Sandra Gering

Leo Villareal

04 May - 19 Aug 2011

© Leo Villareal
Cylinder, 2011
White LEDs, mirror finished stainless steel, custom software, electrical hardware
12 x 9 x 9 feet
Unique, site specific
LEO VILLAREAL
Volume
4 May - 19 August, 2011

GERING & LóPEZ GALLERY is pleased to present Leo Villareal: Volume. This is Villareal’s fourth solo exhibition with the gallery.

For his first solo exhibition in New York since 2007, Villareal has installed a single, immersive work. Over 20,000 white LED nodes are suspended in a three-dimensional matrix of mirror-finished stainless steel. Its cylindrical form is at once dense and ephemeral, as it shimmers and oscillates between dimensions. Controlled by software code that the artist developed over an extensive period of time, like a composer working over a score, the nodes cycle through a seemingly infinite series of patterns and movements, fast and slow, bright and dark. The piece is a dazzling tone poem that draws the viewer into a deep, abstract space as it warps temporal and visual perception.

Villareal received his BA from Yale University and his MPS from the Interactive Telecommunications Program (ITP) at New York University’s Tisch School of the Arts. Throughout his career, Villareal has sought to work with the newest developments in technology, beginning with strobe lights in 1997 and moving into the LEDs utilized in this exhibition.

His work is represented in many international collections including The Albright-Knox Art Gallery, Buffalo, NY; Arario Museum, Seoul, Korea; Brooklyn Museum of Art, Brooklyn, NY; IFEMA, Madrid, Spain; Margulies Collection, Miami, FL; Museum of Modern Art, New York, NY; and the Naoshima Contemporary Art Museum, Kagawa, Japan. He has constructed site-specific commissions at such locations as Borusan Music & Art House, Istanbul, Turkey; Brooklyn Academy of Music, Brooklyn, NY; Nerman Museum of Contemporary Art, Overland Park, KS; PS1/MoMA, Long Island City, NY; Grand Central Station, New York, NY; and the Museo de Arte Moderno, Mexico City, Mexico.
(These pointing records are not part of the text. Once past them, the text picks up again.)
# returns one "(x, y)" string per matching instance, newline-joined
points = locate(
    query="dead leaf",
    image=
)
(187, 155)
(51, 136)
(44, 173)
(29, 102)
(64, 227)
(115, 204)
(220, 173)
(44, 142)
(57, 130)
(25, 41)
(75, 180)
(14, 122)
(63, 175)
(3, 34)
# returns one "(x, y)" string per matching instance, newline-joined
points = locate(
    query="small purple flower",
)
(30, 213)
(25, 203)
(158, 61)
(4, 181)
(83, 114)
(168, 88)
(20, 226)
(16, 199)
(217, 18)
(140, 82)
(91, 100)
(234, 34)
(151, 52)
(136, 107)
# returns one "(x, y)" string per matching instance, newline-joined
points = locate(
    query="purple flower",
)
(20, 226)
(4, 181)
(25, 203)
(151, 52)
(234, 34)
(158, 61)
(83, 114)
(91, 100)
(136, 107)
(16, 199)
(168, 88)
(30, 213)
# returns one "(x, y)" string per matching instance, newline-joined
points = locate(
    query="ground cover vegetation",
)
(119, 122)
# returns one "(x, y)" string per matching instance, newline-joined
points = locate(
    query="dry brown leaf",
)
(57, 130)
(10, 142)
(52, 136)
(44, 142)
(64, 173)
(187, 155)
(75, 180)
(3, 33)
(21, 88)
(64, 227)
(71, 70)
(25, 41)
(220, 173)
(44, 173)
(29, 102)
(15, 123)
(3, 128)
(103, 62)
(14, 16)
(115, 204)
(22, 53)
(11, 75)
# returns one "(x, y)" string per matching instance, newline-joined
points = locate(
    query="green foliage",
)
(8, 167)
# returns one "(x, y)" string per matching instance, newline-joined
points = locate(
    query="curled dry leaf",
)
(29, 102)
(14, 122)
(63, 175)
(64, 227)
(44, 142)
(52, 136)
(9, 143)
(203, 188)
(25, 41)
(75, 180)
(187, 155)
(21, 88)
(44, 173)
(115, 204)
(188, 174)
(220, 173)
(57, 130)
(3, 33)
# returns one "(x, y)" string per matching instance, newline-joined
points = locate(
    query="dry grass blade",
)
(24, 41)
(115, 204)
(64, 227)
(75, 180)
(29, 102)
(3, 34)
The National Gallery of Art, Washington, DC acquired his site-specific, 200-ft long permanent installation Multiverse in 2008. His work is currently on view in the exhibition Altered States at the Norton Museum of Art in West Palm Beach, FL. Villareal’s first major museum survey exhibition debuted at the San Jose Museum of Art in California last year and is currently on view at the Nevada Museum of Art, Reno, NV. It will travel to the Nerman Museum of Art, Overland Park, KS, and Telfair Museum of Art, Savannah, GA. A catalogue published by Hatje Cantz accompanies the exhibition.